Watching one of the activities made me think a bit about how as coaches we often settle for adequate (good) rather than pushing ourselves to go for more (better or best). What the Coerver guys did would qualify as best in my book.

I’ll tell you all about it in just a moment.

We can all agree that skill development has to be a major focus of our practice sessions, especially with young players.

A typical activity many coaches run would be two players set up 10 yards apart passing back and forth. You can work on a number of different skills this way.

  • Passing with the inside and outside of the foot
  • Receiving with the inside, outside and sole of the foot
  • Volleys with laces and instep (1 player tosses the ball)
  • Half volleys
  • Receiving with the Chest
  • Headers

Anything we do like this to help our players improve is good, but we can do better.

One of our club coaches sets up a 30 yard square grid. Half of the players line up on the inside, half line up outside of the grid (each with a ball).

The players inside the grid check to one of the outside players and perform the skill. After 1 minute, they switch roles.

We are now in a more realistic environment as the players are executing passing and receiving on the move. Much more like game conditions.

This certainly is much better than a static situation of two players standing across from each other. But it’s not as good as it could be.

Players tend to move around in a circle and not aggressively check for the ball. They are doing more moving than executing skills so we aren’t getting as many reps as possible.
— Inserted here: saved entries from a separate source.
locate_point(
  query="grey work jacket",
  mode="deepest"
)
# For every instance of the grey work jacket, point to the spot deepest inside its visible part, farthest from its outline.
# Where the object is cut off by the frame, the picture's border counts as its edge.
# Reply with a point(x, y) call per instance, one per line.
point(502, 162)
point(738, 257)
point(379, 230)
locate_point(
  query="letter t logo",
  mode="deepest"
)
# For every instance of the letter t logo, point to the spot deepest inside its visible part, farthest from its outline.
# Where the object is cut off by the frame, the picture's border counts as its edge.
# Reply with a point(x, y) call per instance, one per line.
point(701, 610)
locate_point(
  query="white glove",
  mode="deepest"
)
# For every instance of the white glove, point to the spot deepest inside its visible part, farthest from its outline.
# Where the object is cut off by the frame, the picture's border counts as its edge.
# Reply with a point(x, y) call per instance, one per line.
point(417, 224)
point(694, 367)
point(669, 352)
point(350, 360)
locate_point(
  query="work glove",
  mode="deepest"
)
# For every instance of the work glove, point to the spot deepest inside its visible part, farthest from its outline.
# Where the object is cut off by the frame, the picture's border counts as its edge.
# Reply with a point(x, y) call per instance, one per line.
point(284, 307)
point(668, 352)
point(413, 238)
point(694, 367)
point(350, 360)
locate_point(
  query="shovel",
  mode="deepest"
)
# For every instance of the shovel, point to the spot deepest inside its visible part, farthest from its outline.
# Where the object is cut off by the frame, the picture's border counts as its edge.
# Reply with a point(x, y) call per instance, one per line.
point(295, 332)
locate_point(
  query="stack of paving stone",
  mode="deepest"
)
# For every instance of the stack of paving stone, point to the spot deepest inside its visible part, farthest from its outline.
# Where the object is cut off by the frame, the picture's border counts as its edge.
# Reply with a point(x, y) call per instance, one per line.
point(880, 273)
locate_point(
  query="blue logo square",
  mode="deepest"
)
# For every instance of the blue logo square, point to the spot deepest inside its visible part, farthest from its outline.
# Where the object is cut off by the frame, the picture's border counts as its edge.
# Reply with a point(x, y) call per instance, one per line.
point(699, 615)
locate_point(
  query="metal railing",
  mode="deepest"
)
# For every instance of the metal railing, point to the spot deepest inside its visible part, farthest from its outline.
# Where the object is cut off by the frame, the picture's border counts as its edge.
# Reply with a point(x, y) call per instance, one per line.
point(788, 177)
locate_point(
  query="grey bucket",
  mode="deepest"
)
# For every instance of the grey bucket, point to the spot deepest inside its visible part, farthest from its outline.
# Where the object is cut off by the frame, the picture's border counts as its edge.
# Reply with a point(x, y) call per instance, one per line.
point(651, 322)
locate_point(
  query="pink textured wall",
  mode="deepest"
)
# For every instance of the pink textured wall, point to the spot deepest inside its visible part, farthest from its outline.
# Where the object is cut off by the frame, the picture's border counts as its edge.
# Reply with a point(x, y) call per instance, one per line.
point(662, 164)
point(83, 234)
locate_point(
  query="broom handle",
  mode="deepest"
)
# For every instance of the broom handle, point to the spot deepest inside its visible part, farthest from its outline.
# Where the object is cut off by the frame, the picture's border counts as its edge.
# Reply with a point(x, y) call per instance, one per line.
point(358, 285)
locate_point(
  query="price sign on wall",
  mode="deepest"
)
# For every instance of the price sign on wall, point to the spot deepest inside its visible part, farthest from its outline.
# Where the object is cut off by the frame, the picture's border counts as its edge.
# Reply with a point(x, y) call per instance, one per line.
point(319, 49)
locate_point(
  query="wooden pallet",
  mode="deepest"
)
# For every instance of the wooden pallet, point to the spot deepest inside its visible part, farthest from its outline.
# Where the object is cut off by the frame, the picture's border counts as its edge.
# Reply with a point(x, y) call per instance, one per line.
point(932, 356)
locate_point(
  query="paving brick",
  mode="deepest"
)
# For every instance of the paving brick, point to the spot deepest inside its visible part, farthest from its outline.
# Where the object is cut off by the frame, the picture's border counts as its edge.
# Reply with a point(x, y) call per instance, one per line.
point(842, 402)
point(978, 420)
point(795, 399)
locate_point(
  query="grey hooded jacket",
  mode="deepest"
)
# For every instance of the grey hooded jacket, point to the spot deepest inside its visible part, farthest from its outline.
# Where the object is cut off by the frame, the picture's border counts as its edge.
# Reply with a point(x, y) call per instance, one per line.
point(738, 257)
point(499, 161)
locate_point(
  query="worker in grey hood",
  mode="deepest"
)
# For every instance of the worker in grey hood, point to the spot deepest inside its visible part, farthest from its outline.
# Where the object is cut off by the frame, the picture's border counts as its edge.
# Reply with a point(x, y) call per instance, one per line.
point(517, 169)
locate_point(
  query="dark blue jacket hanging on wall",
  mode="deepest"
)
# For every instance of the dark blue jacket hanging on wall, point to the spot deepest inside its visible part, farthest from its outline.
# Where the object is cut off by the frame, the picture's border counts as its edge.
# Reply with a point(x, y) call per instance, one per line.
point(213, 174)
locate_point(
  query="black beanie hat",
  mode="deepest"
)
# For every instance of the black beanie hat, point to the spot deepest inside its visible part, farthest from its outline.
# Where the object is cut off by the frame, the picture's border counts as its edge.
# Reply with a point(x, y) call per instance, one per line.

The Coerver guys had a twist on this form of the activity that I think elevates it to “best.” A bit of an “Aha moment” if you will.

Same set up, 30 yard square grid. However, they also put a 3 yard square in the center. Players start in the middle and have to go back to the middle between sets of skill reps.

Now they are “checking” much more directly to receive the ball.

One final twist…

Have the players perform a rep with both feet when they check to the ball.

Here’s what I mean:

Player 1 checks from the middle to Player 2 (who has a ball) on the outside of the grid. Player 2 plays a ground pass to Player 1′s right foot. Player 1 plays it back one-time.

Player 2 plays the ball back again one-time to Player 1′s left foot. Player 1 plays the pass back and then heads back to the center of the grid before he begins again.

You can do the same thing with volleys. Player 1 checks to Player 2 (who has a ball in his hands). Player 2 tosses to Player 1 for a right foot volley. Player 2 catches the volley and then tosses to Player 1′s left foot for a second volley.

Now we have more realistic movement and more skill reps.

We’ve gone from good to better to best!

Whenever you are setting up an activity, ask yourself these questions:

  1. Is it realistic to the game?
  2. Could the players get more touches on the ball?
  3. Is this activity the best it can be?